Paragaswewa is a rural village and a fourth-order administrative division located in Kurunegala district, North Western Province of Sri Lanka. The estimated terrain elevation is 220 metres above sea level.

== Directions ==
The closest town, Melsiripura, is about three kilometers away. Paragaswewa can be reached via A6 (Ambepussa- Trincomalee) main road. To reach Pasgaswewa from the direction of Kurunegala, turn right at the 15th mile post and enter the gravel road which runs adjacent to Kumara Reataurant. Continue appropriately one-and-a-half kilometers from A6 main road.

== History ==
Written documents concerning Paragaswewa are available from 1931. According to the older generation, people migrated to this village from suburbs of Kandy during the last era of the Kingdom of Kandy (1700–1800) due to population growth.

== Population ==
Currently Paragaswewa has a population of more than 200 people belonging to 65 families. All are Sinhalese, and all are related, having common bloodlines.

== Economy ==

The economy is dependent mainly on agriculture.
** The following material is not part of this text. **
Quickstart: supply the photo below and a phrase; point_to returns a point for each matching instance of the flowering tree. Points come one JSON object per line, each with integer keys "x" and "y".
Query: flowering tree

Most of the people are paddy growers, but there are coconut plantations as well. Increasing numbers of people are now moving to urban areas seeking employment. The village has three rural grocery stores that supply daily needs to villagers.

== Educational institutes ==

Paragaswewa village has a Buddhist temple, a government school (Sri Jinendraramaya), Udanvita Vidyalaya, two water reservoirs, paddy fields and a number of coconut plantations.

The exact geographical location of Paragaswewa is 7°37'20"N 80°30'44"E.